Aujourd’hui, il y a déjà plus de 1000 satellites opérationnels ; certains sont gros comme une auto, d’autres à peine plus gros qu’une main (Pocket Qube, Nanosats, Cube sats) ; ils suivent le même processus de miniaturisation que les robots. Ils ont trois grandes vocations : les télécommunications, la géolocalisation et l’observation.

Après 2020 (?)

La planète sera probablement desservie par quatre grands systèmes mondiaux : américain, russe, chinois et européen. En préparation :

  • des petits satellites et des petits lanceurs permettant un accès à un territoire limité (pour un petit pays par exemple) ;
  • les drones-soleil en cas de catastrophes ;
  • l’emploi de micro-ondes à forte puissance ou de rayons laser pour aveugler un satellite (MFP) ;
  • le développement d’une plus grande résolution pour les caméras et d’une plus grande miniaturisation pour les smartphones et les tablettes ;
  • des constellations de CubeSat capables de filmer la Terre en permanence (état des récoltes, etc.) ;
  • des satellites tueurs de satellites (ASAT : Hit-to-kill) ;
  • le brouillage des liaisons ou la prise de contrôle d’un satellite (essais par Al-Quaida) ;
  • La création éventuelle d’une e-bomb.

Depuis 2011, les États-Unis confient maintenant la direction de leurs activités spatiales aux compagnies privées. L’espace est devenu « un business » ; la compétition est féroce entre Boeing, Sierra Nevada, SpaceX, etc., et les marchés apparaissent fabuleux : la prochaine navette, les lanceurs, les cargos, les simulateurs, le tourisme spatial (Virgi, l’objectif Mars, les sondes, etc.

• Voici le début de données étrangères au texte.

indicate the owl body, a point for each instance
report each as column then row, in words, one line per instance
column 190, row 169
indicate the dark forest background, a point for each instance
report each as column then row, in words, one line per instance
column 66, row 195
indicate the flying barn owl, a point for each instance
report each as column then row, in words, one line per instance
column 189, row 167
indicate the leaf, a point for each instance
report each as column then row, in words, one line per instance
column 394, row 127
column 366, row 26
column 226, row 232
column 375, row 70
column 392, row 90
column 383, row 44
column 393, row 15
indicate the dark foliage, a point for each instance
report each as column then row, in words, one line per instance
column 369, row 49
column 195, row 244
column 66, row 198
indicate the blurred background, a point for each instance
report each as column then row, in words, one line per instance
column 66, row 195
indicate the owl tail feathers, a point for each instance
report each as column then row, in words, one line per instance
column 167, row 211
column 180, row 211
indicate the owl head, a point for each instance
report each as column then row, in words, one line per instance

Ci-dessous, le programme de Boeing, le Crew Space Transportation, développe la navette CST-100 (à la fois une navette, un lanceur et des stations de lancement). Ci-dessous, on voit une simulation de la navette se diriger vers la station ISS :

Les aspects sombres

La zone satellitaire de la Terre est maintenant complètement polluée par toutes sortes de débris à cause des 11 000 astéroïdes et des 700 000 débris déjà recensés dans l’espace. Voir le centre de tracking Jet Propulsion Lab et ses trois télescopes (Arizona, Nouveau Mexique et Hawaii).

Les États-Unis ont décidé de faire de l’espace un espace américain (voir le programme Space Dominance du président Bush, 2000). Ils dépensent, à eux seuls, plus du double du total de tous les autres budgets spatiaux réunis : 64 milliards $ en 2010. C’est leur High Frontier qui leur permettra de vendre leur Soft Power via leurs producteurs de contenus (films, spectacles et musique) et les applications GPS qui ne sont configurées, mondialement, qu’aux normes américaines.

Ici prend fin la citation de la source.